The Album I Would Listen to in a Sensory Deprivation Tank

mona moroni
Authored By
DJ Luz

A sensory deprivation tank is a person-sized pod filled with salt water. Epsom salt water to be exact, and enough epsom salts to create the specific gravity needed for a person to float with their face above the water without having to try. The water is kept at body temperature, around 95 degrees. After a while, you can’t tell you’re even in water anymore, it just feels like you’re floating in a comfortable abyss. 

 

This experience is called float therapy. It’s a glimmering, buoyant, new-age sensation. These are also the words I would use to describe "Vågen Igen," the debut album by Denmark’s Mona Moroni – the album I would want to listen to while in a sensory deprivation tank.   

 

I don’t know what made me connect the two in my head. I’ve never done float therapy. But something about this album feels watery, deep-sea like. Maybe it’s the jellyfish on the cover. Its translucent body reveals some sort of glittering veins or vertebrae, as the fish seems to float upward and toward nowhere in particular. When I listen to this album, I seem to too.

 

(1) "Hun Venter Derude" – the first track – washes over you with great glassy bells and a grooving bass line. Mona Moroni sings in Danish, and even though I don’t know the words she’s saying, I can understand her perfectly. This song is beautiful and reassuring, equally suited for dancing in the kitchen and crying in your bedroom. 

 

(3) "Forfra" is the third song of nine. Put this one on when you’re alone with your crush and some ambient lighting. Touch hands for the first time. Or something like that. 

 

(4) "Langsomt" starts with briefly alarming wind chimes and random synth keys, but melts into a song you’re glad you didn’t skip.
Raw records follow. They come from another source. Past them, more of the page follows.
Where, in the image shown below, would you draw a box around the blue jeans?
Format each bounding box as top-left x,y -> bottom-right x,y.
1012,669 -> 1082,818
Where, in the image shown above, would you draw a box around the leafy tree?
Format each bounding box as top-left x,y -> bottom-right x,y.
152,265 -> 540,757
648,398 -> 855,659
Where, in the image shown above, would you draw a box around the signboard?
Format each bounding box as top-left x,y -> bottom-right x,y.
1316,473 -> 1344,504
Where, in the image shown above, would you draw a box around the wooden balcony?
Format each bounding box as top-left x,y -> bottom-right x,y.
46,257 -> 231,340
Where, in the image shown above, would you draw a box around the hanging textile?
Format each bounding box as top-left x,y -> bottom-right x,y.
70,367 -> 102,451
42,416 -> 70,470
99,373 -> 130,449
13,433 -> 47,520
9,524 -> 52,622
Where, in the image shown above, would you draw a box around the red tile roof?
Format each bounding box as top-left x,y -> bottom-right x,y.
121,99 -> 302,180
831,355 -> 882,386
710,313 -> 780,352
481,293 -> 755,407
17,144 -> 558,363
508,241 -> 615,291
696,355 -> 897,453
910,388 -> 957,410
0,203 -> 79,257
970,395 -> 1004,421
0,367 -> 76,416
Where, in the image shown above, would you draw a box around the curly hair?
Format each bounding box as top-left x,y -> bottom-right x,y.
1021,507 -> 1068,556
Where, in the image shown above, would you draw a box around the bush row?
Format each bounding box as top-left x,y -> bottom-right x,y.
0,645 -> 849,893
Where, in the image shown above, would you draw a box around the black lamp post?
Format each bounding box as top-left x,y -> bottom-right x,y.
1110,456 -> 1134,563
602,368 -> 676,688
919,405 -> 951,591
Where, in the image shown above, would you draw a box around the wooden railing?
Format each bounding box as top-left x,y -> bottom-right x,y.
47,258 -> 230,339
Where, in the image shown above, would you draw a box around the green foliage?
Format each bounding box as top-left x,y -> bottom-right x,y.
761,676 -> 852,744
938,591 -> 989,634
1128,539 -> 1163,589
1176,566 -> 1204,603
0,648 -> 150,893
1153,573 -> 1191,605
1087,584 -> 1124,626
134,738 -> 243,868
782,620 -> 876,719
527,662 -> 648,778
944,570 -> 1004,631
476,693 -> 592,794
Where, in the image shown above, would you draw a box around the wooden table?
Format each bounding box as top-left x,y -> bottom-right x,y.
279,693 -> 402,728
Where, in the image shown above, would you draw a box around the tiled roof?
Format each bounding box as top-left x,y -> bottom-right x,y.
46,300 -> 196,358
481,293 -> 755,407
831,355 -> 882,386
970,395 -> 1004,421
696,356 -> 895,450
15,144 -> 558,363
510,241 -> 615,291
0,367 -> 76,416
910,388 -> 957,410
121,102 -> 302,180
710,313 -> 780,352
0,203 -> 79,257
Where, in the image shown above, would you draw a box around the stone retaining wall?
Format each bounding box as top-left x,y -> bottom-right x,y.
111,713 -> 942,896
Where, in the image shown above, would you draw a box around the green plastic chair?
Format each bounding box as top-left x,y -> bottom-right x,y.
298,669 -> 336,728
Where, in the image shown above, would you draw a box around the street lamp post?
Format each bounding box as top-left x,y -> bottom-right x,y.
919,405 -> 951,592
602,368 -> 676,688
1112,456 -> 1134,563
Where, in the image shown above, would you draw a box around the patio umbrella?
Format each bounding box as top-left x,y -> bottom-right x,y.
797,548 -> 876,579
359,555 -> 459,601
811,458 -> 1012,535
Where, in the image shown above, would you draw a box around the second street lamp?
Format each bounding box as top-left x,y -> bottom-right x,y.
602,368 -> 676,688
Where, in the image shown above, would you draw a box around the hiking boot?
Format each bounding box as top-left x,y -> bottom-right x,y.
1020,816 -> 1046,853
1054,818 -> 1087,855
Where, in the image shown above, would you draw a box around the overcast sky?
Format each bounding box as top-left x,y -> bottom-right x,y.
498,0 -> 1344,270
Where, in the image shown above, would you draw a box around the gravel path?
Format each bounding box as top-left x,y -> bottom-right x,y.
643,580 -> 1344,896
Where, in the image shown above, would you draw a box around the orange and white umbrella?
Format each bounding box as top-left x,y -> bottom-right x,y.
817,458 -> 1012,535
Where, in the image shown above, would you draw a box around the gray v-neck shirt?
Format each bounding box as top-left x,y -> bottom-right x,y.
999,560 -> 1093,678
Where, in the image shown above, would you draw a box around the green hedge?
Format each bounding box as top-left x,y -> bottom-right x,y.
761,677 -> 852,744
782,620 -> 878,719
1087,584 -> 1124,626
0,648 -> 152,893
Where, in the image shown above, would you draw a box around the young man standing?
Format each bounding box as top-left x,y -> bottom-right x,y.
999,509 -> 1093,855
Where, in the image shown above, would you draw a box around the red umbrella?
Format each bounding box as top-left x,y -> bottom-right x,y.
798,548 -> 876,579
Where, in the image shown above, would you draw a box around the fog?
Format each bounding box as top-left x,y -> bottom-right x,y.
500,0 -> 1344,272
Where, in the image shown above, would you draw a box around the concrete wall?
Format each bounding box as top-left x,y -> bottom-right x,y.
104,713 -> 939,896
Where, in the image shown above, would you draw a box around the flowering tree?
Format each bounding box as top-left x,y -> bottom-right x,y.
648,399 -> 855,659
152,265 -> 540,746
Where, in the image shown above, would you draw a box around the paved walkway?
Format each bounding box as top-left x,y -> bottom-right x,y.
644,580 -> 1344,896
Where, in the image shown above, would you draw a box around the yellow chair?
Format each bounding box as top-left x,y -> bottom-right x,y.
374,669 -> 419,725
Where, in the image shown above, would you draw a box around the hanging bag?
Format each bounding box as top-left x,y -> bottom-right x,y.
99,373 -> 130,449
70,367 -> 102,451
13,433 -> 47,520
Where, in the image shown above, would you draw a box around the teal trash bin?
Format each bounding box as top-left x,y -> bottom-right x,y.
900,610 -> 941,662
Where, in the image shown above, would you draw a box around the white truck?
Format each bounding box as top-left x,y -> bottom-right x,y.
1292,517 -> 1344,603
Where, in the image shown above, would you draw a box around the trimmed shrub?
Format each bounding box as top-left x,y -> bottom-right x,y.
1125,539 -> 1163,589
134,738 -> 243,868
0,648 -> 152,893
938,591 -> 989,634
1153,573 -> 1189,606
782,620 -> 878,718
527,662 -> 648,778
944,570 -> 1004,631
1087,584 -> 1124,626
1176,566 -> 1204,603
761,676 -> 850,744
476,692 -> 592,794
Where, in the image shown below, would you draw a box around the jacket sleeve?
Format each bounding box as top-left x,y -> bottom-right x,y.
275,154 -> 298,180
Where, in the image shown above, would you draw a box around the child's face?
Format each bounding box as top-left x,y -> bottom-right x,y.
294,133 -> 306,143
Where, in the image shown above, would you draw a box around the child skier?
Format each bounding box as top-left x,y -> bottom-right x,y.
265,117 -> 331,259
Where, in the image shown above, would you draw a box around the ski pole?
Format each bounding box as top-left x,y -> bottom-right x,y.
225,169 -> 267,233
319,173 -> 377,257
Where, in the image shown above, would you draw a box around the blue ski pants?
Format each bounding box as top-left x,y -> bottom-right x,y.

It is quickly becoming my favorite on the album. Fast-forward to the three minute mark for a delicious sonic experience, somewhere in between a sitar and 80’s synth piano, with bright little echoes that float above the mix like bubbles rising to the water’s surface. 

 

(6) For peak underwater vibes and a more upbeat pop track, try "Stemmer Fra Fjernsynet." The atmospheric abyss is driven forward by punchy drums, some great guitar fills, and my favorite vocal performance from Moroni on this album. Try not to nod along with the beat. 

 

Float therapy is $80, at least. Listening to "Vågen Igen" by Mona Moroni is free. If you want to feel what it’s like to enter an underwater kingdom of dreams, press play. If you want to feel somehow soothed by lyrics in a language you don’t understand, press play. If you want to feel again the feeling of blowing bubbles in the pool and watching them rise toward the surface from your goggles, press play. Want to see if I’m overhyping it with long-winded loquacious fluff? Press play.